Никто никогда так и не узнал, как она погибла.

Квитанции на бандероли, которые посылались Кшиштофу Бачиньскаму, и его отметка об их получении

В июле 1942 года немцы начали акцию по уничтожению варшавского гетто. На смерть ежедневно отправлялись тысячи людей. 5 августа вывезли в неизвестном направлении, скорее всего в Треблинку, детей из Дома сирот. С ними были Януш Корчак и его заместительница Стефания Вильчиньская.

Стефан Корбоньский, член Управления подпольной борьбы в Варшаве, спустя годы писал в своих воспоминаниях: …Я отправил в Лондон несколько телеграмм, одну за другой, в них сообщалось о начавшейся 22. 7. 1942 ликвидации гетто. Его жителей грузили в товарные вагоны на ул. Ставки по 7000 человек и везли на восток, в Майданек, где всех отправляли в газовые камеры. Меня очень удивило, что никто – вопреки прежней практике Би-би-си – не придал никакого значения нашим телеграммам и ни словом не обмолвился о полученных сведениях. <…> Лишь через месяц БиБиСи откликнулось на эти донесения, а еще через несколько месяцев эмиссар правительства, который был заброшен в страну на парашюте, объяснил, почему так произошло: Вашим телеграммам никто не верил. Ни правительство, ни англичане. Считали, что вы слегка раздуваете антисемитскую пропаганду. И только после того, как англичане получили подтверждение из своих источников, они растерялись.

В октябре 1942 года власти польского подполья поставили в известность Лондон, что немцы уничтожают остатки уцелевших еще евреев. В том канадско-американском далеке казалось тогда, что погибли все близкие.

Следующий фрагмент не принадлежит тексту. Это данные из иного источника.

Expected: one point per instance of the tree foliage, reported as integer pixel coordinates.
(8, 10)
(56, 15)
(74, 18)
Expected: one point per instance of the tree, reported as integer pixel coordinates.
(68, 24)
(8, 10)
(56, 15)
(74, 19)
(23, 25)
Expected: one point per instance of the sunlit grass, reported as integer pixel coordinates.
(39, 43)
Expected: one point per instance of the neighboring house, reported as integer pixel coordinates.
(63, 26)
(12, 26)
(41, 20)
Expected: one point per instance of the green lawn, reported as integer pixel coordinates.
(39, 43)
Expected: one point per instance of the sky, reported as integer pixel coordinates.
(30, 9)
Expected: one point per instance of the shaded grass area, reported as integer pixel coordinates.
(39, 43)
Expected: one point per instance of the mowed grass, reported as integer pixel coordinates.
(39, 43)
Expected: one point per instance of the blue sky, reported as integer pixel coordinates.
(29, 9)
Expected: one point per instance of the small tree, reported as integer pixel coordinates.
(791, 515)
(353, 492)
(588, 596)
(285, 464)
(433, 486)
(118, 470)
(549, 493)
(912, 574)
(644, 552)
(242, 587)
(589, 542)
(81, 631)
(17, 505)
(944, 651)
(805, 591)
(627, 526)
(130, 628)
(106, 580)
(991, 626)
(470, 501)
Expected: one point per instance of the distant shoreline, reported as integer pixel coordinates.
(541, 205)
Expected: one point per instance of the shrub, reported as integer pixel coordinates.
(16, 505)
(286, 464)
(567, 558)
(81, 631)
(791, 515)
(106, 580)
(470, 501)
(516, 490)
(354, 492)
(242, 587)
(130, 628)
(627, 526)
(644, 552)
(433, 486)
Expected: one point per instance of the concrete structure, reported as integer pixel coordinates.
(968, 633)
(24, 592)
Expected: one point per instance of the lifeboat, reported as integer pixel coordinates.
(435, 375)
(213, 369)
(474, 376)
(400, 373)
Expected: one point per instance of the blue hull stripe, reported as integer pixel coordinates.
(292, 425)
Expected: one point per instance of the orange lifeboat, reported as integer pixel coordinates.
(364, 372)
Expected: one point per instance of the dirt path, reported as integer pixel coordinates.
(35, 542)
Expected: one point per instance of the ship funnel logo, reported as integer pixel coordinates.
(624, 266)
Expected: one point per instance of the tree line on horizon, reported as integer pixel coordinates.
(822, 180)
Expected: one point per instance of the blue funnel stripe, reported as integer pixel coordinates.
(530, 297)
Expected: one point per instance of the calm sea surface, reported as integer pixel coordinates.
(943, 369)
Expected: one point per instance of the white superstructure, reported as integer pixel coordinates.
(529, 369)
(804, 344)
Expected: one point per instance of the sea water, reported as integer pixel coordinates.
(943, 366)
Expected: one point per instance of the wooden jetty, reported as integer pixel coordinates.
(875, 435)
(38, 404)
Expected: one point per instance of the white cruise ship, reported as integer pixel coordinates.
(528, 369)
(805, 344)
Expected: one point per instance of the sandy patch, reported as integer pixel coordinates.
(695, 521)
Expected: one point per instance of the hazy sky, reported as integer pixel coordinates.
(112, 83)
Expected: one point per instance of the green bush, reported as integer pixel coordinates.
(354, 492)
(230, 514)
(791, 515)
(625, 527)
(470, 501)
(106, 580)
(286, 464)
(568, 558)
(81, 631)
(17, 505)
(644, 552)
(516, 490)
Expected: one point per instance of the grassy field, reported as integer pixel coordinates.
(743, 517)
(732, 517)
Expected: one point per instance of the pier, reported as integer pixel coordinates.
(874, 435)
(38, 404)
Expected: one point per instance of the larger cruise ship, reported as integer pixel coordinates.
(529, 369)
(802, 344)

Однако оставшиеся в живых должны были жизнь продолжать. Густав Быховский изучал в Нью-Йорке английский, чтобы подтвердить свой диплом врача. Маленькая Моника ходила в детский сад. Марыля Быховская вела хозяйство. Падчерица Густава Крыся довольно быстро нашла себе паренька, вышла замуж и уехала в Вирджинию.

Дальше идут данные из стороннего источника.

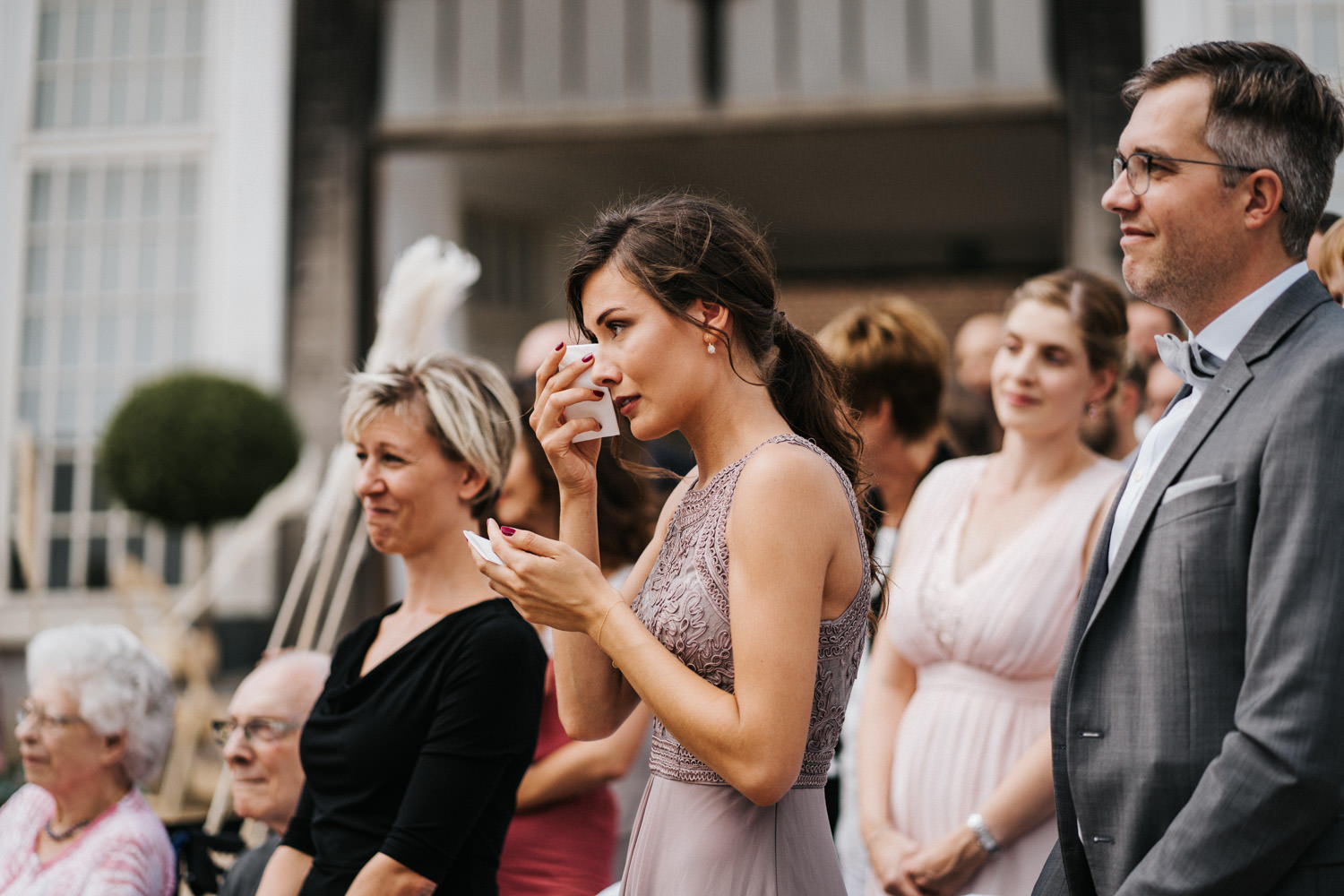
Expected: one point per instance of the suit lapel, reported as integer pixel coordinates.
(1273, 325)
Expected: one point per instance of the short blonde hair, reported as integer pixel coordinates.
(1331, 261)
(472, 411)
(890, 349)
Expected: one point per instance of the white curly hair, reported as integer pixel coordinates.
(118, 685)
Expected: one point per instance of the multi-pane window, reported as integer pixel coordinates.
(109, 280)
(108, 297)
(118, 64)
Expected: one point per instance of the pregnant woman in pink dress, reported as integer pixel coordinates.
(954, 747)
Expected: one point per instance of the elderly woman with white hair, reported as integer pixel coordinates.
(96, 723)
(416, 748)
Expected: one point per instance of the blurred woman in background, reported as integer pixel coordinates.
(566, 829)
(954, 782)
(414, 751)
(894, 357)
(97, 721)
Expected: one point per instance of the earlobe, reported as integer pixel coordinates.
(115, 745)
(1263, 199)
(472, 482)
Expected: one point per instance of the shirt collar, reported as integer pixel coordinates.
(1226, 332)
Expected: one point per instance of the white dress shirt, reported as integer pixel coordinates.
(1220, 338)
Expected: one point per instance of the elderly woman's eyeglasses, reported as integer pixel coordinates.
(1139, 168)
(29, 708)
(260, 728)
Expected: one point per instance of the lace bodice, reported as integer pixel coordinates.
(685, 603)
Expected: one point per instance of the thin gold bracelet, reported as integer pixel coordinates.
(599, 638)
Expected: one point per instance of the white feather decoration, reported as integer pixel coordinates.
(427, 284)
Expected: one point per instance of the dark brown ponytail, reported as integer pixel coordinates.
(680, 247)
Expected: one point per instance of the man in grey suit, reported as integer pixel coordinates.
(1198, 711)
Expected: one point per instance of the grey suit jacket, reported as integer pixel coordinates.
(1198, 710)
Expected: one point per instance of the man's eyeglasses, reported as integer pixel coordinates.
(260, 728)
(30, 708)
(1139, 168)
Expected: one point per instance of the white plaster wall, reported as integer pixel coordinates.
(241, 320)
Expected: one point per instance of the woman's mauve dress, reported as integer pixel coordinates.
(695, 833)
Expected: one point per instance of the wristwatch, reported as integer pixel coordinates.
(978, 826)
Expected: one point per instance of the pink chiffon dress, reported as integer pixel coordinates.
(986, 650)
(694, 831)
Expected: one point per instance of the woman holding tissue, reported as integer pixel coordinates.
(741, 624)
(429, 718)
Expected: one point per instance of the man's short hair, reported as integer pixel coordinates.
(1266, 109)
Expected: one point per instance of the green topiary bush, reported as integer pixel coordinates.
(194, 449)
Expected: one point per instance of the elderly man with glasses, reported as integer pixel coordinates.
(261, 745)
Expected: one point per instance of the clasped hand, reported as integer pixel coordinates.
(547, 581)
(905, 868)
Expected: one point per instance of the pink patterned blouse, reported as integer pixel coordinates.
(124, 852)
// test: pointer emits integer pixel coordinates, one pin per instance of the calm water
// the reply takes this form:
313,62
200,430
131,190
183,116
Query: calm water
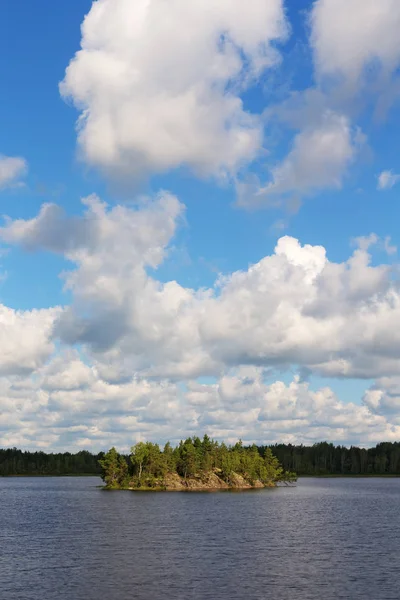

Рысь на служебном листе бумаги с двумя печатями: ROYAL CANADIAN AIR FORCES – PER ARDUA AD ASTRA i KNIGHTS COLUMBUS – WAR SERVICES[86]86
  КОРОЛЕВСКИЕ КАНАДСКИЕ ВОЗДУШНЫЕ СИЛЫ – СКВОЗЬ ТЕРНИИ К ЗВЕЗДАМ И РЫЦАРИ КОЛУМБА – ВОЕННАЯ СЛУЖБА (англ.).


[Закрыть]
– сообщал в Нью-Йорк, что осваивает астронавигацию и картографию, метеорологию и работу с секстантами, ориентировку на местности, разведку, навигационную аппаратуру и, конечно же, что учится летать. Никогда в жизни я не встречал такого разноцветья, каким бывает разукрашен канадский лес в эту пору – мозаика куп чистейше рыжего, фиолетового, золотого, оранжевых пятен и всех возможных оттенков зеленого… Он описывал туман и дождь, снежные бури, из-за которых иногда терял ориентир и совершал посадку не там, где наметил. Радовался, что за задания, выполненные в воздухе, у него самая высокая оценка в классе. Получил новый голубой мундир из толстого сукна. Великолепные навигационные часы «Longinus», которые показывали время с точностью до трети секунды и были снабжены специальным передвижным циферблатом для навигационных измерений. Загорел, пользовался успехом, с местными девушками ходил на дансинги. По склонам гор катались лыжники – студенты и студентки местного университета. Даже немного им позавидовал: беззаботные и веселые, словно ничего не происходит.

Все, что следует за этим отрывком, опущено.